The distinction between interpreted and compiled code is probably a
fiction, as underlined by Raphael's comment:
the claim seems to be trivially wrong without further assumptions: if there is
an interpreter, I can always bundle interpreter and code in one executable ...
The fact is that code is always interpreted, by software, by hardware
or a combination of both, and the compiling process cannot tell which
it will be.
What you perceive as compilation is a translation process from one
language $S$ (for source) to another language $T$ (for target). And, the
interpreter for $S$ is usually different from the interpreter for $T$.
The compiled program is translated from one syntactic form $P_S$ to
another syntactic form $P_T$, such that, given the intended semantics
of the languages $S$ and $T$, $P_S$ and $P_T$ have the same
computational behavior, up to a few things that you are usually trying
to change, possibly to optimize, such as complexity or simple efficiency (time, space,
surface, energy consumption). I am trying not to talk of functional equivalence, as it would require precise definitions.
Some compilers have been actually used simply to reduce the size of
the code, not to "improve" execution. This was the case for language used in the Plato system (though they did not call it compiling).
You may consider your code fully compiled if, after the compiling
process, you no longer need the interpreter for $S$. At least, that is
the only way I can read your question, as an engineering rather than
theoretical question (since, theoretically, I can always rebuild the
interpreter).
One thing that may raise problem, afaik, is meta-circularity. That
is when a program will manipulate syntactic structures in its own source
language $S$, creating program fragment that are then intepreted as if
they had been part of the original program.
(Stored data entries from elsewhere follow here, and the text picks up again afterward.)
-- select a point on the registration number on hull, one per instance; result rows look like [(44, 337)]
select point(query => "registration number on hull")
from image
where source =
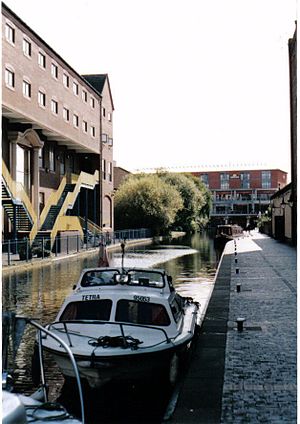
[(142, 299)]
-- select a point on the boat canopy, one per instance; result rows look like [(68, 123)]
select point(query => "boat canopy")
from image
[(131, 277)]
Since you can produce
arbitrary program fragments in the language $S$ as the result of arbitrary computation manipulating meaningless syntactic fragments, I would guess you can
make it nearly impossible (from an engineering point of view) to
compile the program into the language $T$, so that it now generate
fragments of $T$. Hence the interpreter for $S$ will be needed, or at
least the compiler from $S$ to $T$ for on-the-fly compiling of
generated fragments in $S$ (see also this document).
But I am not sure how this can be formalized properly (and do not have
time right now for it). And impossible is a big word for an issue that is not formalized.